When Barbara Bourget and Jay Hirabayashi founded Kokoro Dance in 1986, no one in Canada had seen anything like it: a striking form inspired by butoh and Western ballet-based forms of expression. A fierce passion to their art helped the duo navigate the organization’s trying first decade. From there, a through line emerged: the creation of provocative, experimental, cross-cultural works.
Kokoro makes striking performances that consider themes and beauty standards through its own lens-philosophy, challenging audiences to find a humanity they themselves can relate to.
During the early years, Kokoro Dance mounted several full-length pieces, including Rage (first in 1987), Dance of the Dead (1994), and X-Roads (2000). These proved to be ground-breaking examples of how the company is stylistically distinct with its affinity for Western and Asian modes of movement and music.
Butoh, which emerged in the 1950s, was influenced by Artaud and Dadaism, but also by a desire to create a pure, non-Western Japanese art form—one that was not dictated by learning specific steps or choreographic combinations.

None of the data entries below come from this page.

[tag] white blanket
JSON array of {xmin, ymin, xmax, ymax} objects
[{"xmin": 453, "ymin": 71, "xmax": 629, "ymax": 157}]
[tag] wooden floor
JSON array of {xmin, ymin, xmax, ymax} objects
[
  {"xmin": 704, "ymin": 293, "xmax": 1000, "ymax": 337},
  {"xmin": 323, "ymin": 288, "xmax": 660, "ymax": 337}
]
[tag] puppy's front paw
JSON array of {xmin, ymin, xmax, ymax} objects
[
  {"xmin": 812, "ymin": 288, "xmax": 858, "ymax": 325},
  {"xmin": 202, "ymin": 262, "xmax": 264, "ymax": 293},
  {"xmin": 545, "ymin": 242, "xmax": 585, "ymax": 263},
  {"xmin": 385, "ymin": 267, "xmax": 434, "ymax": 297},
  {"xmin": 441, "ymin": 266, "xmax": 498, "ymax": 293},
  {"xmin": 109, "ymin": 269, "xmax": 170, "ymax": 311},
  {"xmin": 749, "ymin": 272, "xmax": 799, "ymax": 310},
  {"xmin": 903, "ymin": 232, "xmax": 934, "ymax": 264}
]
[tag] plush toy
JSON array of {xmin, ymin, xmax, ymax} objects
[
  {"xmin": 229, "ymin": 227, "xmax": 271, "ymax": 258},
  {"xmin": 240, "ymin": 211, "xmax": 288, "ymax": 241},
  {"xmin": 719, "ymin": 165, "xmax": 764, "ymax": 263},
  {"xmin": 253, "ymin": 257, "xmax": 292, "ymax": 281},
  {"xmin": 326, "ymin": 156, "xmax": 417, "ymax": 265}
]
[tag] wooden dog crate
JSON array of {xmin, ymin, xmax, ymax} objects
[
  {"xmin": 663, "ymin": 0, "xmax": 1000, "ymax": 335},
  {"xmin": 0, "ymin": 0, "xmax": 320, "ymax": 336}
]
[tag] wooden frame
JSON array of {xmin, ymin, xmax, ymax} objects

Rage, which was the first piece in which Kokoro explored butoh, told the story of Hirabayashi's Japanese American father, who was imprisoned for two years during the Second World War for the “crime” of being of Japanese ancestry. It was revisited (1988, 1992), each performance unique. Rage was ultimately transformed into The Believer (1995) when Hirabayashi came to the realization that “rage” was more his feeling, and not that of the first (issei) and second (nisei) generation Japanese Canadians and Americans who were interned and imprisoned. “As a third (sansei) generation member of the community, I have to acknowledge that the emotional intent of this work are more my feelings,” he says. Many issei and nisei felt a sense of shame that Canada and the U.S. considered them enemies even though the majority were naturalized citizens.
Bourget describes Kokoro’s art as a synthesis of everything they have experienced. “Almost everything I feel is communicated when I dance,” Bourget says. “Dance is ephemeral, but it should connect to a place that we can’t describe in words. It should touch that visceral centre—that place that is what it means to be human.”